Fra i numismatici della fine del secolo scorso e del principio del presente, s’è fatto un gran battagliare per decidere se veramente l’antichità abbia avuto o no una vera moneta di piombo.

I grammatici frugarono le biblioteche, citarono passi d’antichi autori e principalmente alcuni di Plauto e di Marziale, in cui figurano questi numi plumbei: e chi sosteneva doversi l’aggettivo plumbeus intendere in senso proprio, chi invece in senso allegorico.

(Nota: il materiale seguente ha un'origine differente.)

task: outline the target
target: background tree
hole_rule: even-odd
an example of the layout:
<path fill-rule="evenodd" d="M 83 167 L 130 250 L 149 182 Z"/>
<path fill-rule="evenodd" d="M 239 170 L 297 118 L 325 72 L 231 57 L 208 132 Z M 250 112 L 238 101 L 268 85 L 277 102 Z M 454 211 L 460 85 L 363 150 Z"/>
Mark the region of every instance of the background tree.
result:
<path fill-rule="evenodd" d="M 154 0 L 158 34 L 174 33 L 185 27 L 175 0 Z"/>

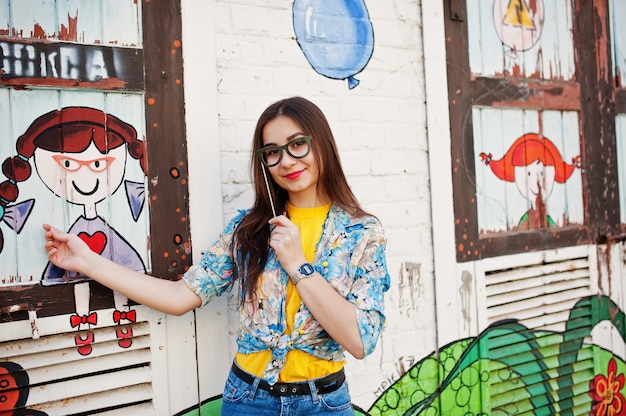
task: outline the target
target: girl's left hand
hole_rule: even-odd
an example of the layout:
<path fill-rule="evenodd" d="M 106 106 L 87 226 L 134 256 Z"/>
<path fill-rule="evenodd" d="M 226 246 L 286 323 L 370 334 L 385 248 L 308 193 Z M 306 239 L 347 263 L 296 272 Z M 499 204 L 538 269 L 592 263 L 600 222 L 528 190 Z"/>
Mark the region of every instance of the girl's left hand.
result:
<path fill-rule="evenodd" d="M 285 215 L 274 217 L 269 223 L 275 226 L 270 235 L 270 247 L 276 252 L 283 269 L 289 276 L 293 276 L 298 267 L 306 262 L 300 230 Z"/>

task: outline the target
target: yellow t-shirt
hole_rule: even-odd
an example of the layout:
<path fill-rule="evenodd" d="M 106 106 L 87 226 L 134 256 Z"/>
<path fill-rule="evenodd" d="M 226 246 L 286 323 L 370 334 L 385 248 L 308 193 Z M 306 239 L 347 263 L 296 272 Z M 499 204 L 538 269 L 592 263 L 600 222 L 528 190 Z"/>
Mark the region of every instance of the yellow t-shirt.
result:
<path fill-rule="evenodd" d="M 330 204 L 314 208 L 297 208 L 287 204 L 289 219 L 300 229 L 302 239 L 302 249 L 304 257 L 308 262 L 312 262 L 315 257 L 315 245 L 322 236 L 324 221 L 330 211 Z M 293 331 L 293 321 L 302 298 L 296 290 L 295 285 L 289 280 L 287 287 L 287 328 L 285 333 Z M 265 367 L 272 358 L 270 350 L 260 351 L 253 354 L 237 353 L 237 364 L 248 373 L 263 376 Z M 287 353 L 285 367 L 278 376 L 282 382 L 296 382 L 309 380 L 312 378 L 324 377 L 325 375 L 336 373 L 345 365 L 345 361 L 333 362 L 314 357 L 300 350 L 290 350 Z"/>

Non ripeterò qui, perchè sono già ripetute in troppi altri luoghi, nè le citazioni di Plauto e di Marziale, nè il successivo rimbeccarsi del Giulio Lipsio, del Pigoria, del Molinet, del Baudelot, del Bimard e finalmente del Ficoroni e del Garrucci. La conclusione della lunga battaglia si fu — come a noi ora pare naturalissimo — che le citazioni degli autori latini dovessero prendersi in senso allegorico, che il numus plumbeus dei romani non indicasse una speciale e reale moneta: ma tosse semplicemente un modo di dire, press’a poco equivalente all’espressione vile moneta dei nostri giorni: e che quindi vera moneta di piombo non abbia mai esistito nel mondo romano, quantunque di tali monete abbiano dimostrato l’esistenza nell’antico Egitto, nelle Gallie, in Numidia e forse a Siracusa, il Longpérier1, il

  1. Revue Numismatique, 1861, pag. 253 e seg. e pag. 407 e seg.